Document Type

Dissertation

Degree

Doctor of Philosophy

Major

Education

Date of Defense

11-14-2018

Graduate Advisor

Kathleen Haywood, Ph.D.

Committee

Clark Hickman, Ed.D.

Shawn Woodhouse, Ph.D.

Jennifer McCluskey, Ph.D.

Abstract

Students who fail a course early in their college careers are at risk of leaving college before completion of their programs. Little is known about this high-risk group and why some members of this group complete their programs while others do not. This research addressed this gap in the college-level persistence literature by focusing first on differences between completers and non-completers, then on differences between students who fail a course early in their college careers but become completers or non-completers. The goal was to understand the protective value of individual traits beyond the prediction of risk based on membership to a high-risk group.

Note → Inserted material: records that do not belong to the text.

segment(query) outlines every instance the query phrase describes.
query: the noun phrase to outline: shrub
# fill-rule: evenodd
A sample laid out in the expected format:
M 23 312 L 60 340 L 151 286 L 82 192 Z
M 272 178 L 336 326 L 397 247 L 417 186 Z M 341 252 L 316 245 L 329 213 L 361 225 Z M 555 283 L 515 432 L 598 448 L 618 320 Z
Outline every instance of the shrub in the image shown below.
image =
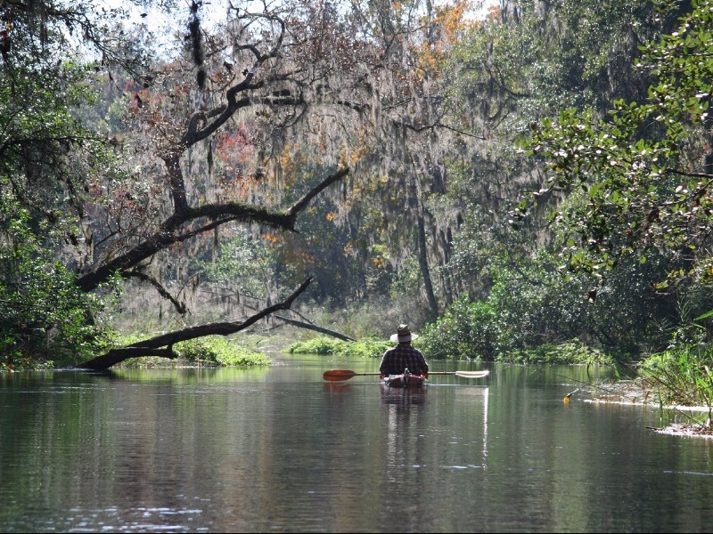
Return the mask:
M 436 360 L 495 360 L 497 350 L 496 315 L 488 303 L 469 303 L 462 295 L 442 317 L 422 330 L 419 346 Z

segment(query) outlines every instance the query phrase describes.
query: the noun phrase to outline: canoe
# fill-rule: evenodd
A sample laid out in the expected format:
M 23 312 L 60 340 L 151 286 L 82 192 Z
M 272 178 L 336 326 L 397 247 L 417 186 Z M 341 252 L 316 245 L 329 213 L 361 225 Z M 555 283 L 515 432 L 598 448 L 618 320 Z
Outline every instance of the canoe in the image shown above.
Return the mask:
M 426 384 L 426 377 L 422 375 L 387 375 L 381 378 L 381 384 L 388 387 L 422 387 Z

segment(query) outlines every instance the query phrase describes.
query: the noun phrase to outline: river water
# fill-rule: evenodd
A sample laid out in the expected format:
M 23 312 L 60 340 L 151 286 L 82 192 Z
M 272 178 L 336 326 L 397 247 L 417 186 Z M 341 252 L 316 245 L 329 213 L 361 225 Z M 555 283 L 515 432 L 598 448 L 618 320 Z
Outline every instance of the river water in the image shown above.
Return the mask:
M 713 441 L 652 432 L 655 409 L 563 402 L 591 369 L 322 379 L 377 365 L 0 376 L 0 531 L 711 530 Z

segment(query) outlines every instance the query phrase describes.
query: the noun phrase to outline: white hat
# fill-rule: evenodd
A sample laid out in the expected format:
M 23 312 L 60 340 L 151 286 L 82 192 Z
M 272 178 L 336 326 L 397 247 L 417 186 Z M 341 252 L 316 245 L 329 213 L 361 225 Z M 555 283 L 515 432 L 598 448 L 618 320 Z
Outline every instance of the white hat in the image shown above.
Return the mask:
M 391 336 L 390 339 L 391 341 L 405 343 L 406 341 L 411 341 L 412 339 L 416 339 L 417 337 L 418 334 L 412 334 L 411 330 L 408 329 L 408 325 L 398 325 L 396 334 Z

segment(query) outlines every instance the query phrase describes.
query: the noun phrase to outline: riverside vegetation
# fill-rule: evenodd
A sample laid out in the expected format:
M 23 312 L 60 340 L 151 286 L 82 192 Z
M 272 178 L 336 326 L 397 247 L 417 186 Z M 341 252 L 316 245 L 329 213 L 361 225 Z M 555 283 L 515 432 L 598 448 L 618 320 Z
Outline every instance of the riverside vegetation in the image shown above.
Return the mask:
M 406 322 L 709 408 L 713 2 L 135 4 L 0 4 L 0 369 Z

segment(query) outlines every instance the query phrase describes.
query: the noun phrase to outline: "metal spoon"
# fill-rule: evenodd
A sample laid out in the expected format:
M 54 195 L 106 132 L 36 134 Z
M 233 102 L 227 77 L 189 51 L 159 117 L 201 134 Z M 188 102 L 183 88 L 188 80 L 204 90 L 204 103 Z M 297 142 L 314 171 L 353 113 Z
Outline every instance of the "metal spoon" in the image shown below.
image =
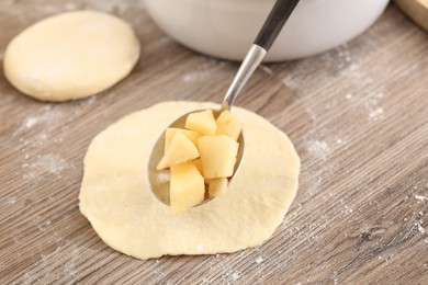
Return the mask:
M 235 98 L 238 95 L 239 91 L 243 89 L 245 83 L 251 77 L 256 68 L 260 65 L 264 55 L 268 53 L 269 48 L 272 46 L 273 42 L 277 39 L 278 34 L 281 32 L 286 20 L 293 12 L 294 8 L 299 3 L 299 0 L 277 0 L 274 3 L 268 19 L 266 20 L 263 26 L 261 27 L 256 41 L 251 45 L 251 48 L 248 50 L 243 64 L 239 67 L 238 72 L 235 76 L 234 81 L 232 82 L 229 89 L 226 92 L 225 98 L 219 110 L 213 110 L 214 117 L 217 117 L 219 113 L 224 110 L 230 110 L 232 104 Z M 190 113 L 200 112 L 202 110 L 192 111 Z M 184 128 L 185 118 L 190 113 L 187 113 L 176 119 L 169 127 Z M 236 158 L 234 174 L 228 179 L 230 183 L 232 179 L 236 175 L 241 166 L 244 152 L 245 152 L 245 139 L 244 132 L 240 133 L 238 137 L 239 148 Z M 148 160 L 147 167 L 147 180 L 149 182 L 149 187 L 155 196 L 166 205 L 170 205 L 169 201 L 169 178 L 168 174 L 156 170 L 157 163 L 160 161 L 164 156 L 164 146 L 165 146 L 165 132 L 161 134 L 159 139 L 156 141 L 150 158 Z M 205 198 L 201 204 L 202 205 L 212 198 Z M 196 206 L 199 206 L 196 205 Z

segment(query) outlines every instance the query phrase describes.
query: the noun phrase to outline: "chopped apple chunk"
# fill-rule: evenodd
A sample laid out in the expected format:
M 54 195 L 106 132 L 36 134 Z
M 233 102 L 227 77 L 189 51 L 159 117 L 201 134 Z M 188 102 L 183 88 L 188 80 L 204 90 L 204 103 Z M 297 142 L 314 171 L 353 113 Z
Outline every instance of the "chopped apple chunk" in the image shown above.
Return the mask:
M 164 157 L 156 169 L 168 183 L 171 213 L 188 210 L 223 195 L 234 174 L 241 124 L 229 111 L 217 119 L 212 110 L 191 113 L 185 128 L 167 128 Z M 162 171 L 168 171 L 165 175 Z
M 218 197 L 226 192 L 227 189 L 227 178 L 221 179 L 210 179 L 209 183 L 209 196 Z
M 202 161 L 201 161 L 201 159 L 200 159 L 200 158 L 199 158 L 199 159 L 195 159 L 195 160 L 193 160 L 192 162 L 193 162 L 193 164 L 196 167 L 199 173 L 201 173 L 201 175 L 203 176 L 203 175 L 204 175 L 204 172 L 203 172 L 203 170 L 202 170 Z
M 236 117 L 227 110 L 223 111 L 216 119 L 217 130 L 215 135 L 226 135 L 237 140 L 243 126 Z
M 239 144 L 228 136 L 202 136 L 198 139 L 205 179 L 234 174 Z
M 188 210 L 204 201 L 204 179 L 190 161 L 171 166 L 169 187 L 172 214 Z
M 169 127 L 165 132 L 165 151 L 167 151 L 167 148 L 169 147 L 169 144 L 171 144 L 172 137 L 173 135 L 176 135 L 177 132 L 183 134 L 195 146 L 198 146 L 198 138 L 201 136 L 198 132 L 183 129 L 183 128 Z
M 214 135 L 217 124 L 212 110 L 191 113 L 185 119 L 185 128 L 198 132 L 201 135 Z
M 196 146 L 183 134 L 177 132 L 169 144 L 164 157 L 160 159 L 157 170 L 169 168 L 199 158 Z

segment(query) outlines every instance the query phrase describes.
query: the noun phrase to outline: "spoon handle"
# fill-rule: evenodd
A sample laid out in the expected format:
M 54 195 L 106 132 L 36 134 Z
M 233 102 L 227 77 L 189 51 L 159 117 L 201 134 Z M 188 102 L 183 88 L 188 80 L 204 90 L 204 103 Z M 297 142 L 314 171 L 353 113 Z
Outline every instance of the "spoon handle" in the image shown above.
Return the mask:
M 297 3 L 299 0 L 277 0 L 256 37 L 255 45 L 268 52 Z
M 260 65 L 299 1 L 300 0 L 277 0 L 223 99 L 222 110 L 229 110 L 232 107 L 235 98 L 245 83 L 247 83 L 256 68 Z

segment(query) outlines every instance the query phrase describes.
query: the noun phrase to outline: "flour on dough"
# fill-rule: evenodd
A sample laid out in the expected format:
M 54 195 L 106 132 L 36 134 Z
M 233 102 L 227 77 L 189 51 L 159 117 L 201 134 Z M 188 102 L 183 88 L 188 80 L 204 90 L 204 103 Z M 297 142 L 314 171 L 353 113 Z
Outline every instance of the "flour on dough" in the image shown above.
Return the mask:
M 292 203 L 300 159 L 290 139 L 261 116 L 234 107 L 246 153 L 227 192 L 172 215 L 147 186 L 146 164 L 161 132 L 212 103 L 165 102 L 99 134 L 85 157 L 80 212 L 113 249 L 138 259 L 213 254 L 255 247 L 274 232 Z
M 127 76 L 139 43 L 124 21 L 77 11 L 47 18 L 15 36 L 4 53 L 8 80 L 44 101 L 65 101 L 103 91 Z

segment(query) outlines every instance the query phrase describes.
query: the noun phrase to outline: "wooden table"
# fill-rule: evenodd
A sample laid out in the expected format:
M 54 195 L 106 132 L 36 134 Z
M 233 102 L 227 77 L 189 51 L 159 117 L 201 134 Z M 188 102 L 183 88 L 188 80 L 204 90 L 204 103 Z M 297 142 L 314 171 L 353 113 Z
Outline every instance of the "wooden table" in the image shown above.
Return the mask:
M 428 37 L 394 5 L 347 45 L 263 65 L 237 100 L 302 159 L 273 237 L 233 254 L 148 261 L 109 248 L 79 213 L 85 152 L 131 112 L 218 102 L 238 66 L 172 42 L 131 0 L 1 1 L 0 58 L 27 25 L 75 9 L 131 22 L 142 58 L 117 86 L 66 103 L 24 96 L 1 72 L 0 284 L 428 284 Z

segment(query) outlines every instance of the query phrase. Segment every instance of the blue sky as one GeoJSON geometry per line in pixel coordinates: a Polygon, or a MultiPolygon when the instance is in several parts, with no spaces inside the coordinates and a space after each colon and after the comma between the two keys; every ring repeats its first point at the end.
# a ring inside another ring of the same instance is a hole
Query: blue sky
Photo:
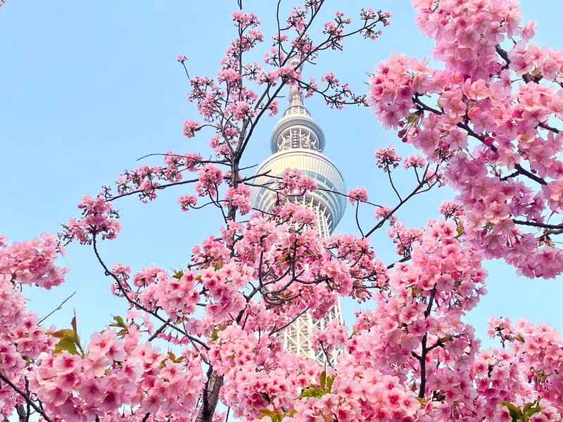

The National Education Longitudinal Study (NELS: 88/2000) database was employed and yielded a rejection of the first two Null hypotheses in this study. It was hypothesized that differences in self-concept, social supports, or locus of control scores exist between completers and non-completers of post-secondary programs. It was also hypothesized that there are gender differences in self-concept, social supports, or locus of control scores between completers and non-completers. Further, these hypotheses were proposed to hold for both four-year degree or higher and two-year certificate/degree or higher students.

The Null hypothesis was not rejected for the subset of participants who earned failing grades. No statistically significant differences were seen for self-concept, social supports, or locus of control scores or gender between students who failed a course and subsequently persisted to completion of a post-secondary program and students who earned failing grades but did not persist to completion. The number of students in the database with data for failing grades was low and was an obstacle to the research. This meant that had the Null hypothesis been proffered for the students who did not fail courses, it would also be rejected for all composite variables for the overall group and by gender.

The actionable data in the results came in the form of gender differences, though not specifically for participants with course failure data. Gender differences were significant for all Locus of Control and Self-Concept composite variables, as well as the second family composition variable (collected on a later date).